Chemistry Compare
POST/science/v1/chemistry/compare
What it does
Send two molecules in any supported notation — SMILES, InChI, or MDL Molfile — and find out how they relate. Powered by RDKit Morgan fingerprints and substructure matching.
Comparison modes
| Mode | Tier | What it tells you |
|---|---|---|
| identity | Free | Are these the same molecule? Compares canonical SMILES — handles atom reordering, aromatic/Kekulé differences, and notation variants. |
| similarity | Free | How similar are they? Tanimoto coefficient (0–1) on Morgan circular fingerprints, with human-readable interpretation. |
| substructure | Premium | Is molecule A inside molecule B (or vice versa)? Graph-based substructure matching for scaffold/fragment detection. |
| full | Premium | All of the above in a single request. |
Invalid molecules are not errors
If one or both molecules fail to parse, the API still returns HTTP 200 with data.parseErrors describing what went wrong — consistent with how Chemistry Validate handles invalid inputs. No comparison is performed, but the response is structured and safe for pipelines.
Why use it?
- Dedup compound databases. Identity mode tells you if two differently-written SMILES are actually the same molecule. Use it as a batch dedup step before expensive downstream processing.
- Rank drug candidates by similarity. Generate variants → compare each to a reference molecule → sort by Tanimoto score. The interpretation label ("very similar", "similar", "moderately similar", "dissimilar", etc.) is ready for reports without manual threshold logic.
- Scaffold matching. Does this compound contain a benzene ring? A sulfonamide group? Substructure mode answers fragment-in-molecule questions that regular string matching can't.
- Cross-format comparison. Compare an InChI string against a SMILES string without pre-conversion. The API normalizes both inputs before comparing.

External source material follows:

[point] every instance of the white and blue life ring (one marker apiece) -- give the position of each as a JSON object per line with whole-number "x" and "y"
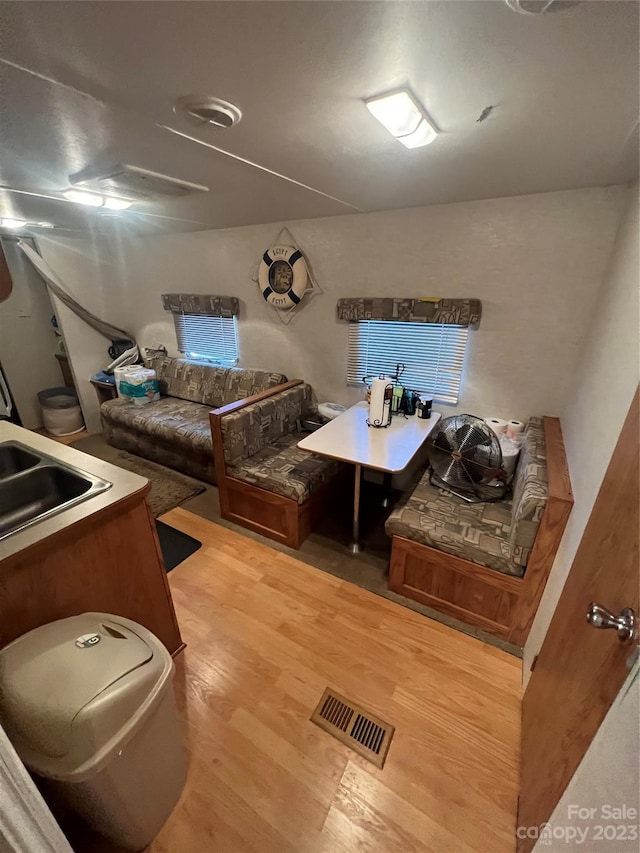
{"x": 283, "y": 276}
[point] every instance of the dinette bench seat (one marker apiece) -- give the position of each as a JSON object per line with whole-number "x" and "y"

- No RDKit installation required. Molecular fingerprinting and substructure search without C++ builds, Python bindings, or WASM setup. One HTTP call.
Examples
Identity check — same molecule, different notation
curl -X POST https://api.creatornode.io/science/v1/chemistry/compare \
-H "Content-Type: application/json" \
-H "X-API-Key: YOUR_KEY" \
-d '{
"molecules": [
{ "input": "CC(=O)OC1=CC=CC=C1C(=O)O" },
{ "input": "CC(=O)Oc1ccccc1C(=O)O" }
],
"mode": "identity"
}'Response — identical
{
"success": true,
"data": {
"molecules": [
{ "canonicalSmiles": "CC(=O)Oc1ccccc1C(=O)O", "format": "smiles" },
{ "canonicalSmiles": "CC(=O)Oc1ccccc1C(=O)O", "format": "smiles" }
],
"identity": {
"identical": true
}
},
"meta": {
"requestId": "abc-123",
"processingTimeMs": 8,
"rdkitVersion": "2025.3.4"
}
}Similarity — Aspirin vs Ibuprofen
{
"molecules": [
{ "input": "CC(=O)Oc1ccccc1C(=O)O" },
{ "input": "CC(C)Cc1ccc(cc1)C(C)C(=O)O" }
],
"mode": "similarity"
}Response — similarity score
{
"success": true,
"data": {
"molecules": [
{ "canonicalSmiles": "CC(=O)Oc1ccccc1C(=O)O", "format": "smiles" },
{ "canonicalSmiles": "CC(C)Cc1ccc(C(C)C(=O)O)cc1", "format": "smiles" }
],
"similarity": {
"tanimoto": 0.29,
"fingerprintRadius": 2,
"fingerprintBits": 2048,
"interpretation": "dissimilar"
}
},
"meta": {
"requestId": "def-456",
"processingTimeMs": 10,
"rdkitVersion": "2025.3.4"
}
}Full mode — everything at once (Premium)
{
"molecules": [
{ "input": "c1ccccc1" },
{ "input": "c1ccc(cc1)O" }
],
"mode": "full"
}Returns identity, similarity, and substructure blocks in a single response. Requires a Premium API key.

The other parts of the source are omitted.